La batalla apenas duró una hora y fue una auténtica paliza. La táctica fue perfecta y reflejó la importancia que, desde ese momento, tendrían la fortificación y la elección del terreno. «El Gran Capitán demostró también que las victorias se lograrían con la infantería. Utilizando para ello compañías formadas por soldados distribuidos en tercios, es decir, en tres partes: arcabuceros, rodeleros —soldados con armadura muy ligera armados de espada y rodela, el típico escudo circular de origen musulmán— y piqueros. Se adelantó cuatro siglos a Napoleón, huyendo de la guerra frontal y utilizando las tácticas envolventes y las marchas forzadas de infantería», explica Juan Granados, autor de la novela histórica El Gran Capitán (Ed. Edhasa).

Detalle de la Batalla de Lepanto por Giorgio Vasari. Foto: Album.

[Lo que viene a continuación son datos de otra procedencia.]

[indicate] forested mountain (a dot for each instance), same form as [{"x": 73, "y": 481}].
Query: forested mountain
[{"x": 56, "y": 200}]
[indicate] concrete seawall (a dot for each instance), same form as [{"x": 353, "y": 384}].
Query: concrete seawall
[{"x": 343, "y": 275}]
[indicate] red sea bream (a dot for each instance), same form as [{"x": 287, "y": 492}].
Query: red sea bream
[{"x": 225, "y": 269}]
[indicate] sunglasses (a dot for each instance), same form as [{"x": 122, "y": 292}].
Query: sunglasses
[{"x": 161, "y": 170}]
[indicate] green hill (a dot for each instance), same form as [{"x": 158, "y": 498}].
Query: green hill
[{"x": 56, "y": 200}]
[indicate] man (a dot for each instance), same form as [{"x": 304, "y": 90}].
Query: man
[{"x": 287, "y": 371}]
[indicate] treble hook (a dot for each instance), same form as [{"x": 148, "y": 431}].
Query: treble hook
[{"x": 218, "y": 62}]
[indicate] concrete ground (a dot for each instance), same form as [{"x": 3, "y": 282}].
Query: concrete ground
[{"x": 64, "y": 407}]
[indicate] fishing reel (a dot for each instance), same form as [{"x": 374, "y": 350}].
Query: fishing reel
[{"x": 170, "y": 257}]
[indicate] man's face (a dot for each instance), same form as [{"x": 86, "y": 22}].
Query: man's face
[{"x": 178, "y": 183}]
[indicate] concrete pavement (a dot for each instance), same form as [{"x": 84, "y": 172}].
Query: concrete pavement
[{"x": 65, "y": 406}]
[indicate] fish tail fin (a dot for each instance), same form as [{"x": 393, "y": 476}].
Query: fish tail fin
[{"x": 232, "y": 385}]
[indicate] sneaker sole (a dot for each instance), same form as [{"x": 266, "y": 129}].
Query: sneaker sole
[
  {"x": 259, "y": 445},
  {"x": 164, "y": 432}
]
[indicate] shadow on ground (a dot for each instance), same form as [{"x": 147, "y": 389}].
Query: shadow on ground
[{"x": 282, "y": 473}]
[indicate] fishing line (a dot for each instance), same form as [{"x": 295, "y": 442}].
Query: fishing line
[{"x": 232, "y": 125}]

A finales de 1503, españoles y franceses volvieron a medir sus fuerzas en el río Garellano, donde esta vez Fernández de Córdoba dio buena cuenta de las huestes del marqués de Saluzzo. El Gran Capitán fue el triunfador absoluto de estas guerras y quedó como virrey de Nápoles, donde fue muy querido y respetado. Lo más importante es que el sur de Italia quedó en poder de España durante más de dos siglos. A pesar de ello, nuestro protagonista fue pronto víctima de las envidias cortesanas, hasta el punto de que terminó siendo relevado de su puesto una vez más. Fernando el Católico no pudo soportar su popularidad y que sus propios hombres llegaran a desear que este fuese proclamado rey de Nápoles.

Un cargo que jamás deseó, a pesar de haber cambiado la historia.

* Este artículo fue originalmente publicado en la edición impresa de Muy Historia.